RetroAgent: From Solving to Evolving via Retrospective Dual Intrinsic Feedback

arXiv:2603.08561v5 Announce Type: replace Abstract: Standard reinforcement learning (RL) for large language model (LLM) agents typically optimizes extrinsic rewards, prioritizing isolated task completion over continual adaptation. Consequently, agents often converge to suboptimal policies due to limited exploration. Furthermore, accumulated experience remains implicitly trapped within model parameters, hindering its explicit reuse for guiding future decisions. Inspired by human retrospective self-improvement, we introduce RetroAgent, an online RL framework that trains agents to master complex interactive environments not only by solving tasks, but by evolving under the joint guidance of extrinsic task rewards and retrospective dual intrinsic feedback. Specifically, RetroAgent employs a hindsight self-reflection mechanism that generates two complementary signals: (1) intrinsic numerical feedback, which rewards promising exploration by tracking real-time incremental subtask progress relative to prior attempts; and (2) intrinsic language feedback, which enables explicit experience reuse by distilling reusable lessons into a memory buffer for subsequent decision-making.

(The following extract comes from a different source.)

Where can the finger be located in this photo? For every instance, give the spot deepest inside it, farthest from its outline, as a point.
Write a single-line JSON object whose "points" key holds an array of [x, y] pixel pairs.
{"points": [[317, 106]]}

To effectively leverage these textual experiences, we propose Similarity & Utility-Aware Upper Confidence Bound (SimUtil-UCB), a retrieval strategy that balances relevance, historical utility, and exploration. Extensive experiments across four challenging agentic tasks show that RetroAgent achieves new state-of-the-art (SOTA) performance. Notably, it surpasses Group Relative Policy Optimization (GRPO) baselines by +18.3% on ALFWorld, +15.4% on WebShop, +27.1% on Sokoban, and +8.9% on MineSweeper, while exhibiting strong test-time adaptation and out-of-distribution generalization.